Question

A researcher wants to estimate the percentage of all adults that have used the Internet to seek pre-purchase information in the past 30 days, with a tolerable sampling error (E) of 0.03 and a confidence level of 95%. If prior secondary data indicated that 25% of all adults had used the Internet for such a purpose, what is the required sample size for the new study

Answer 1

Answer:

The required sample size for the new study is 801.

Step-by-step explanation:

In a sample with a number n of people surveyed with a probability of a success of $\pi$, and a confidence level of $1-\alpha$, we have the following confidence interval of proportions.

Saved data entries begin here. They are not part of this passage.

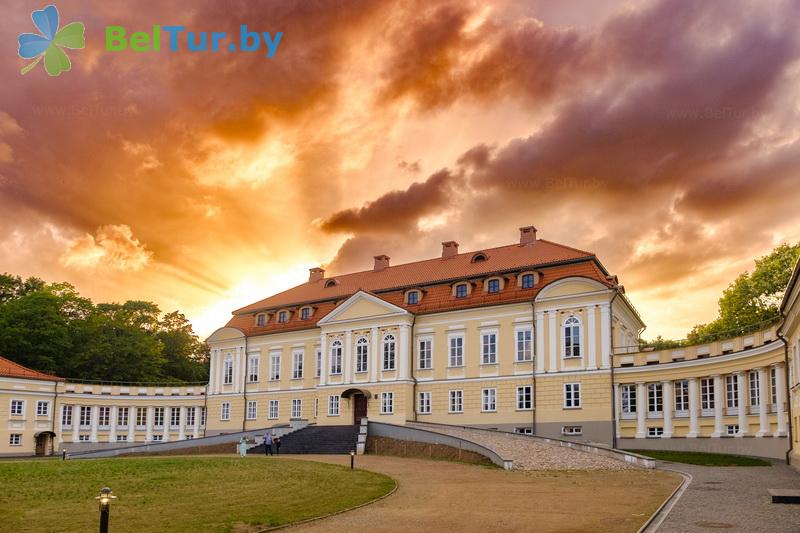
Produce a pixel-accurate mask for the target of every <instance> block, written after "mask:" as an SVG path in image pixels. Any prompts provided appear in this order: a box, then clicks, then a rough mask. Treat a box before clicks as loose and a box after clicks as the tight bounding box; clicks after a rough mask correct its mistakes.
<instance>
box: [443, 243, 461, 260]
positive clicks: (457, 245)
mask: <svg viewBox="0 0 800 533" xmlns="http://www.w3.org/2000/svg"><path fill="white" fill-rule="evenodd" d="M457 254H458V243H457V242H456V241H447V242H443V243H442V259H449V258H451V257H453V256H455V255H457Z"/></svg>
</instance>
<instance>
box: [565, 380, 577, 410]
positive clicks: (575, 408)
mask: <svg viewBox="0 0 800 533" xmlns="http://www.w3.org/2000/svg"><path fill="white" fill-rule="evenodd" d="M580 406H581V384H580V383H564V407H565V408H567V409H577V408H579V407H580Z"/></svg>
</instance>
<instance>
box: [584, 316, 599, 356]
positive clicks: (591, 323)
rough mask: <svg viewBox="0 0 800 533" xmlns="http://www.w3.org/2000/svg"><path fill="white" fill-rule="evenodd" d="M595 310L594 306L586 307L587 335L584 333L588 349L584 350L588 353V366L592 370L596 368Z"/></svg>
mask: <svg viewBox="0 0 800 533" xmlns="http://www.w3.org/2000/svg"><path fill="white" fill-rule="evenodd" d="M595 312H596V308H595V307H592V306H590V307H588V308H587V309H586V315H587V320H586V329H587V330H588V332H587V333H588V335H586V338H587V342H588V343H589V349H588V350H586V353H587V354H588V355H589V361H588V368H589V370H594V369H596V368H597V332H596V331H595V327H596V325H595V319H594V314H595Z"/></svg>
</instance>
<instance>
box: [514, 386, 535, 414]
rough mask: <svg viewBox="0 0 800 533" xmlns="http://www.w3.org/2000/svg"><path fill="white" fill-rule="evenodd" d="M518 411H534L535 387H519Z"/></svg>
mask: <svg viewBox="0 0 800 533" xmlns="http://www.w3.org/2000/svg"><path fill="white" fill-rule="evenodd" d="M517 409H518V410H520V411H530V410H531V409H533V386H531V385H522V386H519V387H517Z"/></svg>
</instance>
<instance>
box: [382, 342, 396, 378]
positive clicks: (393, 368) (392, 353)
mask: <svg viewBox="0 0 800 533" xmlns="http://www.w3.org/2000/svg"><path fill="white" fill-rule="evenodd" d="M394 368H395V342H394V335H391V334H389V335H386V336H384V337H383V369H384V370H394Z"/></svg>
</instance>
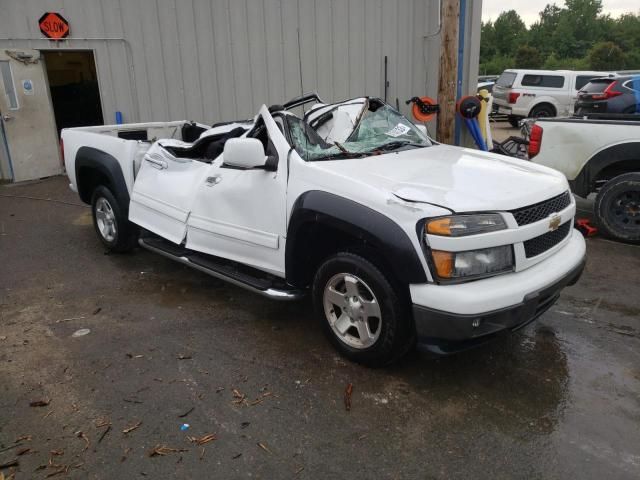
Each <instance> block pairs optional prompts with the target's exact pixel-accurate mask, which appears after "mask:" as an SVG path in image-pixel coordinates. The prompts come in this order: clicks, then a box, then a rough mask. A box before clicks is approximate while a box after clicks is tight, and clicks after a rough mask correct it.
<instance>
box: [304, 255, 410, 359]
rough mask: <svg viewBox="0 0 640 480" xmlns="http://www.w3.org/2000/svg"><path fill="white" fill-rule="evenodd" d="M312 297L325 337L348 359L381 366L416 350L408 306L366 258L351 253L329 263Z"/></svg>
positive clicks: (339, 256) (337, 256)
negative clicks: (407, 351) (414, 346)
mask: <svg viewBox="0 0 640 480" xmlns="http://www.w3.org/2000/svg"><path fill="white" fill-rule="evenodd" d="M312 295H313V302H314V307H315V310H316V313H317V316H318V317H319V319H320V321H321V322H322V325H323V329H324V332H325V334H326V335H327V336H328V337H329V340H330V341H331V343H333V345H334V346H335V347H336V349H337V350H338V351H339V352H340V353H342V354H343V355H344V356H346V357H347V358H349V359H350V360H353V361H355V362H358V363H362V364H364V365H367V366H370V367H380V366H384V365H387V364H389V363H392V362H393V361H395V360H398V359H399V358H400V357H402V356H403V355H404V354H405V353H406V352H407V351H408V350H409V349H410V348H411V347H412V346H413V338H414V335H413V332H414V327H413V323H412V319H411V316H410V314H409V312H408V308H407V307H408V301H406V299H405V298H404V297H405V296H403V295H399V294H398V292H397V291H396V289H394V287H393V286H392V284H391V283H390V282H389V280H388V279H387V278H386V277H385V275H383V273H382V272H381V271H380V270H379V269H378V267H376V266H375V265H374V264H373V263H371V262H370V261H368V260H366V259H365V258H363V257H360V256H359V255H355V254H353V253H338V254H337V255H335V256H333V257H331V258H329V259H328V260H327V261H325V262H324V264H323V265H322V266H321V267H320V268H319V269H318V271H317V273H316V276H315V278H314V282H313V288H312Z"/></svg>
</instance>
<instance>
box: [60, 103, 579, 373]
mask: <svg viewBox="0 0 640 480" xmlns="http://www.w3.org/2000/svg"><path fill="white" fill-rule="evenodd" d="M303 106H304V107H303ZM303 108H304V110H306V111H301V110H303ZM295 112H298V113H295ZM62 138H63V141H64V154H65V159H66V160H65V162H66V169H67V173H68V175H69V178H70V181H71V188H72V189H73V190H75V191H77V192H78V194H79V195H80V198H81V199H82V200H83V201H84V202H85V203H88V204H91V206H92V210H93V218H94V225H95V230H96V232H97V234H98V237H99V238H100V240H101V241H102V243H104V245H105V246H106V247H107V248H108V249H110V250H113V251H118V252H121V251H126V250H130V249H131V248H133V247H134V246H136V245H140V246H141V247H143V248H146V249H149V250H151V251H153V252H156V253H159V254H161V255H164V256H165V257H168V258H171V259H173V260H176V261H178V262H180V263H182V264H185V265H188V266H190V267H193V268H195V269H197V270H200V271H202V272H205V273H207V274H209V275H212V276H214V277H217V278H222V279H225V280H227V281H229V282H231V283H233V284H235V285H238V286H241V287H244V288H247V289H249V290H252V291H254V292H257V293H259V294H262V295H265V296H267V297H270V298H273V299H278V300H293V299H298V298H300V297H302V296H303V295H305V294H306V293H310V294H311V296H312V300H313V305H314V308H315V310H316V312H317V315H318V317H319V318H320V320H321V322H322V325H323V327H324V330H325V332H326V334H327V335H328V337H329V338H330V340H331V341H332V343H333V344H334V345H335V347H336V348H337V349H338V350H339V351H340V352H341V353H342V354H344V355H345V356H347V357H348V358H350V359H352V360H354V361H358V362H361V363H364V364H366V365H370V366H380V365H385V364H388V363H390V362H392V361H394V360H396V359H398V358H400V357H401V356H402V355H403V354H405V353H406V352H408V351H409V350H410V349H412V348H414V346H415V345H416V344H417V345H418V346H419V347H421V348H423V349H427V350H429V351H432V352H436V353H451V352H455V351H459V350H462V349H466V348H469V347H471V346H474V345H477V344H480V343H483V342H485V341H486V340H488V339H490V338H493V337H495V336H496V335H498V334H500V333H502V332H508V331H513V330H516V329H518V328H521V327H523V326H525V325H527V324H528V323H530V322H531V321H533V320H534V319H536V318H537V317H538V316H540V315H541V314H542V313H543V312H545V311H546V310H547V309H548V308H549V307H550V306H551V305H552V304H553V303H554V302H555V301H556V300H557V298H558V296H559V293H560V291H561V290H562V289H563V288H564V287H565V286H567V285H571V284H573V283H575V282H576V281H577V280H578V278H579V276H580V274H581V272H582V270H583V267H584V263H585V242H584V239H583V238H582V236H581V235H580V234H579V233H578V232H577V231H576V230H574V229H573V220H574V215H575V202H574V200H573V198H572V196H571V194H570V192H569V186H568V184H567V180H566V179H565V177H564V176H563V175H562V174H560V173H559V172H556V171H554V170H552V169H549V168H546V167H543V166H539V165H535V164H532V163H529V162H525V161H522V160H517V159H510V158H507V157H503V156H499V155H493V154H488V153H482V152H479V151H475V150H470V149H464V148H458V147H452V146H447V145H442V144H438V143H436V142H435V141H433V140H431V139H430V138H429V137H428V136H427V135H426V133H425V130H424V128H420V127H417V126H416V125H414V124H413V123H412V122H410V121H409V120H408V119H406V118H405V117H404V116H402V115H401V114H400V113H399V112H398V111H396V110H395V109H394V108H393V107H391V106H389V105H388V104H386V103H384V102H383V101H382V100H380V99H377V98H372V97H366V98H356V99H353V100H349V101H346V102H341V103H336V104H331V105H328V104H325V103H323V102H322V101H321V100H320V99H319V98H318V96H317V95H315V94H309V95H304V96H302V97H300V98H297V99H294V100H292V101H290V102H288V103H285V104H284V105H274V106H272V107H270V108H267V107H266V106H263V107H262V108H261V109H260V111H259V113H258V114H257V115H256V116H255V118H253V119H251V120H248V121H237V122H230V123H227V124H218V125H215V126H213V127H208V126H205V125H200V124H195V123H193V122H187V121H179V122H169V123H147V124H125V125H113V126H99V127H81V128H73V129H66V130H63V132H62Z"/></svg>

$\pi \pm z\sqrt{\frac{\pi(1-\pi)}{n}}$

In which

z is the zscore that has a pvalue of $1 - \frac{\alpha}{2}$.

The margin of error is:

$M = z\sqrt{\frac{\pi(1-\pi)}{n}}$

25% of all adults had used the Internet for such a purpose

This means that $\pi = 0.25$

95% confidence level

So $\alpha = 0.05$, z is the value of Z that has a pvalue of $1 - \frac{0.05}{2} = 0.975$, so $Z = 1.96$.

What is the required sample size for the new study?

This is n for which M = 0.03. So

$M = z\sqrt{\frac{\pi(1-\pi)}{n}}$

$0.03 = 1.96\sqrt{\frac{0.25*0.75)}{n}}$

$0.03\sqrt{n} = 1.96\sqrt{0.25*0.75}$

$\sqrt{n} = \frac{1.96\sqrt{0.25*0.75}}{0.03}$

$(\sqrt{n})^2 = (\frac{1.96\sqrt{0.25*0.75}}{0.03})^2$

$n = 800.3$

Rounding up:

The required sample size for the new study is 801.